SentencePieces
前言
Step1:故事
- SentencePiece 是一个无监督的文本分词器和 detokenizer(还原回去的?)
- 主要用于词汇表大小是预定的文本生成系统中
- 它拓展了原始句子的训练,实现子词单元如 BPE 和 unigram language model
- 技术亮点
- 纯数据驱动,纯从句子中训练 tokenizer 和 detokenizer。不总是需要预训练模型
- 语言独立:把句子视为 Unicode 字符,没有语言逻辑
- 多个子词算法: BPE 和 Unigram LM
- 子词正则化:实现了 子词正则化 和 BPE dropout 的子词采样,有助于提高鲁棒性和准确性。
- 快、轻量级:每秒 50k 个句子,内存大概 6MB
- 自包含:相同的模型文件相同的 tokenizer
- 快速词汇 id 生成
- NFKC 的正则化
- NFC : 组合形式,字符被标准化为单个预组合字符(合成字符)
- NFD : 分解模型,字符被标准化为基本字符加上组合符号的形式(分解模式)—— 原始字符:é —> NFD 形式:e + ´
- NFKC : 兼容性组合模式,类似 NFC,但在标准化过程中可能会删除某些格式化信息
- NFKD : 兼容性分解模式,类似 NFD,但在标准化过程中可能会删除某些格式化信息
- **吐槽:**这些 HF 的 tokenizers 都能做。。。。。。而且 Tokenizers 做的更多
1.什么是 SentencePiece
- 是子词单元的重新实现,缓解开放词汇表问题
- 独一无二的 token 数量是预定的,例如 8k, 16k, 32k
- 用未处理的句子训练:
- 以前的子词实现为了告诉训练,需要提前将输入句子 token 化。
- SentencePiece 实现很快,可以使用原始句子训练模型。这对于中文或日语很有用
- 空格被视为基本符号
- 原来,(word.) == (word .)
- 现在,(word.) != (word_.)
- 因为空格被保存到了句子中,所以可以不含糊的 detokenize 回去;对比原来是不可你转的
- 这让 tokenization 没有语言依赖成为了可能
2.子词正则化 和 BPE Dropout
- 目的:用于子词分割和模型训练,旨在提高模型的泛化能力和鲁棒性
- 子词正则化:
- 远离:在训练时不会固定使用一种分割方法,而是从多种分割方案中,随机选择一种。增强模型应对多样性输入的能力
- 优点:引入分词的不确定性,提高鲁棒性和泛海能力。对低资源等数据较少的场景友好
- BPE Dropout
- 原理:常规 BPE 中,每次选频率最高的字符进行合并,而 BPE Dropout 会随机丢弃一些合并步骤。意味着在训练中,同一个词语在不同的迭代中可能被分割成不同的子词序列。

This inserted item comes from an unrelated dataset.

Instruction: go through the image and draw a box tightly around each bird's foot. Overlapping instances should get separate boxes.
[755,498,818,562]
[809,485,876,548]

- 优点:引入随机性,鲁棒性,饭还行。对 OOV 问题友好
3.安装
- pip 安装
pip install sentencepiece
- c++ 源码安装
git clone https://github.com/google/sentencepiece.git
cd sentencepiece
mkdir build
cd build
cmake ..
make -j $(nproc)
sudo make install
sudo update_dyld_shared_cache
# sudo ldconfig -v --> ubuntu
Step2:使用指南
1.训练 SentencePiece 模型
spm_train --input=<input> --model_prefix=<model_name> --vocab_size=8000 --character_coverage=1.0 --model_type=<type>
--input: 每行一句的语料库文件。默认使用 NFKC。可以传递逗号分隔的文教列表。
--model_prefix: 输出模型名字前缀。生成 xx.model 和 xx.vocab
--vocab_size: 词汇表大小,如 8000, 16000, 32000
--character_coverage: 模型涵盖的字符数量,好的默认是 0.9995(中文或日语等丰富的字符集),小字符集可以是 1.0
--model_type: 模型类型,选择 unigram(默认), bpe, char, word
剩下的...
--input (comma separated list of input sentences) type: std::string default: ""
--input_format (Input format. Supported format is `text` or `tsv`.) type: std::string default: ""
--model_prefix (output model prefix) type: std::string default: ""
--model_type (model algorithm: unigram, bpe, word or char) type: std::string default: "unigram"
--vocab_size (vocabulary size) type: int32 default: 8000
--accept_language (comma-separated list of languages this model can accept) type: std::string default: ""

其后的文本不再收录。